Reprocha el censor al Tribunal, en la demostración del cargo, por haberse basado en jurisprudencia de esta Sala de la Corte, pues, sostiene que no podía aquél “ considerar que el cambio de composición de acciones de la sociedad estando el trabajador a su servicio, y además afiliado al ISS, no afectara la naturaleza de su vinculación, pues son estas circunstancias las que hacen inaplicables a esta controversia las disposiciones legales en las que está fundamentada la condena, como son la Ley 33 de 1985 y el artículo 36 de la Ley 100 de 1993 ”.

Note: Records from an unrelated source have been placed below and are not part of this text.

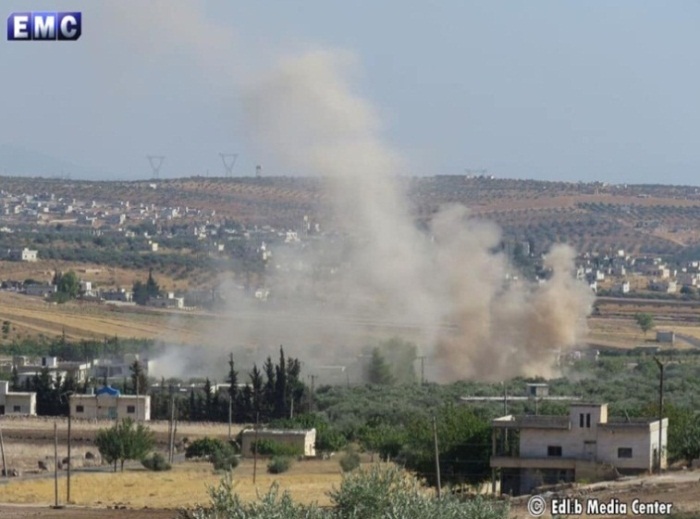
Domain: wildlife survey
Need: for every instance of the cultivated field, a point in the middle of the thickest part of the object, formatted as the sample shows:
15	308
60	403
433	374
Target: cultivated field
185	485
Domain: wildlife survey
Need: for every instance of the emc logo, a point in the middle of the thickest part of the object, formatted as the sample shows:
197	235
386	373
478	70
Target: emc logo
44	26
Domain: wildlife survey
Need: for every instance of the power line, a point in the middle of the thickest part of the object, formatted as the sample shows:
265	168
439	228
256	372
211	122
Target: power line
156	162
229	161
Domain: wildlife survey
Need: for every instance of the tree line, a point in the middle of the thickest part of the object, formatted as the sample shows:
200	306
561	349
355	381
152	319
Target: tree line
274	391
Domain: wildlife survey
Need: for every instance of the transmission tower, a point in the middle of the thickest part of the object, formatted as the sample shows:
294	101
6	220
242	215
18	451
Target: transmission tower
156	162
229	160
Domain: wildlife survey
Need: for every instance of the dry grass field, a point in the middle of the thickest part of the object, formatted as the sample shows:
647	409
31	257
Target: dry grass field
31	316
185	485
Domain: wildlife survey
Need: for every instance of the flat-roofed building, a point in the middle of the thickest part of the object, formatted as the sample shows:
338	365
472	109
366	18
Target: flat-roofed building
585	444
109	403
15	402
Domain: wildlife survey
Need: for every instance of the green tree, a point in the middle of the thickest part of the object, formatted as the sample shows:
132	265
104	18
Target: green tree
256	383
125	441
140	293
401	356
139	379
281	405
152	288
645	322
268	401
68	284
232	379
379	371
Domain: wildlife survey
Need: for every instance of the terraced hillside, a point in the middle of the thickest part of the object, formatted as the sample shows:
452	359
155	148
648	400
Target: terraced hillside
652	219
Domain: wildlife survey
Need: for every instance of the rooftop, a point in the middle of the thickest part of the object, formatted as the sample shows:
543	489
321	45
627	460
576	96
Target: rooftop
299	432
532	422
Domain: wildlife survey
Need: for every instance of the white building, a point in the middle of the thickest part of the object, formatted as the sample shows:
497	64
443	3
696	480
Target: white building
109	403
22	255
29	368
586	444
305	440
40	290
118	368
16	403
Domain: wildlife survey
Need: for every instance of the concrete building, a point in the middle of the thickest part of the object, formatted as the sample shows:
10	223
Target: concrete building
118	368
667	337
16	403
22	255
28	368
166	302
586	444
109	403
120	294
305	440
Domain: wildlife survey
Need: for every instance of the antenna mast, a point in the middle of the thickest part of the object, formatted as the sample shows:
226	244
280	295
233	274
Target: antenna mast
156	162
229	160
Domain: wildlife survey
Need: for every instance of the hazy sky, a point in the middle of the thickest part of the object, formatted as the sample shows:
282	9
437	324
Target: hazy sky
554	90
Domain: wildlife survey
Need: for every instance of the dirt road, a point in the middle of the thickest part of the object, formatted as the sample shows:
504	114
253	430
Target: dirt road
27	512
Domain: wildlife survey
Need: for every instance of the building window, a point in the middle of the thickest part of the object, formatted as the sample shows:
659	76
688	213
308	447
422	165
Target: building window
554	450
624	452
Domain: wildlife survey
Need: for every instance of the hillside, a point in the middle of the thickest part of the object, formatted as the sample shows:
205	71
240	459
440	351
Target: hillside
653	219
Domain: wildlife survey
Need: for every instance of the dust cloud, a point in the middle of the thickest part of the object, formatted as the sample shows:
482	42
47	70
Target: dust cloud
446	289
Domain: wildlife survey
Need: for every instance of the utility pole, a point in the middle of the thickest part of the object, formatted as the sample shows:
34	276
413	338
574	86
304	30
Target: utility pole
437	457
229	160
661	410
69	458
255	447
230	413
313	392
422	369
156	162
55	463
171	436
2	451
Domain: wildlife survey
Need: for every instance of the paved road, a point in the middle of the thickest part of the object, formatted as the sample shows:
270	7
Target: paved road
689	339
179	458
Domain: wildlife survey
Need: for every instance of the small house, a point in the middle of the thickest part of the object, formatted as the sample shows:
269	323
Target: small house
305	440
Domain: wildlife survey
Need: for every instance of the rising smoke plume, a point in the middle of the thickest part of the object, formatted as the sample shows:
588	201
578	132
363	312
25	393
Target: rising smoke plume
449	285
446	290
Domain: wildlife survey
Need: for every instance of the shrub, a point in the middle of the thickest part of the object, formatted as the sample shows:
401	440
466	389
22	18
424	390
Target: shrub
279	464
204	448
373	494
224	459
350	460
266	447
156	462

Cita apartes de la sentencia proferida por esta Sala de la Corte, el 14 de marzo de 2001, Radicación 15100, para concluir que “como el señor Pedro Antonio Gómez San Juan se retiró del Banco Popular el 30 de octubre de 1999, ostentando la calidad de trabajador particular, pues la entidad tenía la naturaleza jurídica de sociedad anónima de derecho privado desde el 21 de noviembre de 1996, no le es aplicable el régimen previsto en la Ley 33 de 1985”; que, al ser el Banco una entidad privada al momento en el que el demandante cumplió los requisitos para pensión, el régimen aplicable era el privado y no el de empleados oficiales, puesto que fue privatizado el 21 de noviembre de 1996, antes de que el trabajador reuniera todos los requisitos para obtener la pensión, pues vino a cumplir la edad de 55 años el 2 de julio de 2003, según se afirmó en la demanda; que al momento del retiro del demandante, éste sólo tenía una mera expectativa pensional y no un derecho adquirido cuando el Banco Popular cambió de régimen, y que “las meras expectativas no constituyen derecho contra la ley que las anule o las cercene”, según lo expresado por el artículo 17 de la Ley 153 de 1887; que en virtud del artículo 76 de la Ley 90 de 1946, el seguro de vejez reemplazó al de jubilación, y que el artículo 2 del Decreto Ley 433 de 1971 dispuso que los trabajadores de los establecimientos públicos, empresas industriales y comerciales del Estado y sociedades de economía mixta de carácter nacional, departamental o municipal estarían sujetos al seguro social obligatorio y asimilados a trabajadores particulares, asimilación que ya había sido establecida anteriormente por el artículo 3 de la Ley 90 de 1946; que habiendo estado el demandante afiliado al ISS, no hay lugar a la aplicación de la Ley 33 de 1985, sino a lo estipulado en la Ley 90 de 1946.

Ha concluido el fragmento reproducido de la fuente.